Who knew one word could have so many meanings?
As we look over the past decade, a word that has progressively made its way into the agriculture industry is the word “sustainable.” It describes a way of thinking, a way of production and applies to many areas in the industry. However, due to the fact that it is applicable in so many ways, it has also caused some confusion between producers and consumers.
According to Merriam-webster.com, the word is defined as:
adjective sus·tain·able \sə-ˈstā-nə-bəl\
: able to be used without being completely used up or destroyed
: involving methods that do not completely use up or destroy natural resources
: able to last or continue for a long time
This one set of descriptions doesn’t even touch what it means to many cattle producers in the state as well as nationwide. It is not only a way to ensure producer’s farms and ranches last longer and are more efficient, but it is also a way to put better products on the market and conserve the environment and natural resources around us.
Cattlemen and women have been incorporating more and more sustainable practices to help the beef industry keep growing and developing for years to come. This effort is not only for cattle producers and their farms, but to make sure the consumer will always have a quality product.
The National Cattlemen’s Beef Association (NCBA) has started a significant research effort with the Beef Checkoff that is looking more into the amount of sustainability that has increased in farms and ranches over the past few years.
The first phase of the Beef Industry Sustainability Assessment has been completed using data from the Meat Animal Research Center in Clay Center, Nebraska. The results were recently certified by NSF International, lending credible, third-party verification to the study, helping to prove that beef is sustainable. The results of phase one can be found here: http://beefresearch.org/beefsustainabilityresearch.aspx.
In phase two of the assessment, the work is being expanded to include data from individual cattle-producing regions across the country. By looking at regional practices and incorporating that information into the study, the research will be more representative and we will be better able to tell the beef story through sound science.
Cow-calf producers, stockers and feedyard operators are being surveyed to see how the way they produce beef has changed over time. The Beef Industry Sustainability Assessment is not an attempt to force a change in practices or advocate a one-size-fits-all approach to beef production. There are few things less sustainable than a one-size-fits-all approach. So visiting these operations first-hand is allowing the program to do in depth research on what is working for producers and what is not.
MBIC’s own Davin Althoff has been visiting producers in the state and looks forward to reporting the results of how Missouri cattle producers are improving their operations through sustainable practices.
“In response to large food service and food retail companies interested in purchasing verified sustainable beef, NCBA launched a life cycle analysis from coast-to-coast. They are partnering with the USDA to conduct this analysis,” says Althoff. “Missouri is the first state in the Midwest region to schedule visits with various beef producers.”
This week, Althoff met with backgrounders, seedstock producers and cow/calf producers along with attending the Southwest Missouri Forage Conference in Springfield to see how sustainability is changing farms and ranches around the state.
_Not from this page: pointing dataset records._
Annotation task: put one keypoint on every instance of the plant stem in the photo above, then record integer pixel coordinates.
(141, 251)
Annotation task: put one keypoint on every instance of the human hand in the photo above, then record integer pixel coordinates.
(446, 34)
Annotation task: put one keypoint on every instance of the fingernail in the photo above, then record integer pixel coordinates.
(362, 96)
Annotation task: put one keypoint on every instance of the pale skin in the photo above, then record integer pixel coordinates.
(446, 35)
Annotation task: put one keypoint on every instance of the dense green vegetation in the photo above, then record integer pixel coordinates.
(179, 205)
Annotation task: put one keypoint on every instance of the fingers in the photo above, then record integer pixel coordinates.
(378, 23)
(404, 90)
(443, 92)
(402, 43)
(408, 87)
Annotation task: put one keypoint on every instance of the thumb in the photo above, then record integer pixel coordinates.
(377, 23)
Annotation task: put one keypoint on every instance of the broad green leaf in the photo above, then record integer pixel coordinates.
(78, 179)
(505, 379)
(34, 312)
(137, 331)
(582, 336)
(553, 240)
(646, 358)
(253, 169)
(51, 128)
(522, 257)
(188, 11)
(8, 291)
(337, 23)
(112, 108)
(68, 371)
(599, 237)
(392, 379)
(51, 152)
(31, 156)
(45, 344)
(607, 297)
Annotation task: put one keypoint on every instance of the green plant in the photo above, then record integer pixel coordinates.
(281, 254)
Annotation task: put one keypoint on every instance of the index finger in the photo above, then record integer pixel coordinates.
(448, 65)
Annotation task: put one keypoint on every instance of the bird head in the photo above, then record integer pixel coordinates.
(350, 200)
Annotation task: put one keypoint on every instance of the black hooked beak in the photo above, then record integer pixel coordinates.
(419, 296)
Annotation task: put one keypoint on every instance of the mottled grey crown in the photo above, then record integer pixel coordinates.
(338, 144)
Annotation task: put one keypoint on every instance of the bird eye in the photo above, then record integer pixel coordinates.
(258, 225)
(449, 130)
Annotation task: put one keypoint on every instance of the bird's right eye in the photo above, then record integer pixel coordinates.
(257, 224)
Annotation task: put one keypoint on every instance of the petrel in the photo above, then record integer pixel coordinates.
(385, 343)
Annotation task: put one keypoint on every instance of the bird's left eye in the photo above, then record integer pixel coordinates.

“What we hope this program will do is to provide a baseline study for the industry to utilize in discussions with food service and retailers that is scientifically proven that shows over time that we have continues to improve how our beef is produced,” Althoff says.
Kim Stackhouse, Director of Sustainability Research for the NCBA attended and spoke at the Southwest Missouri Forage Conference. She highlighted that not all definitions of sustainability are similar. However, she felt that the best definition that could apply to many issues would be described as “continuous improvement.”
“If we can improve what we do and prove it is done sustainably, that’s what we hope this study does at the end of the day,” Althoff says.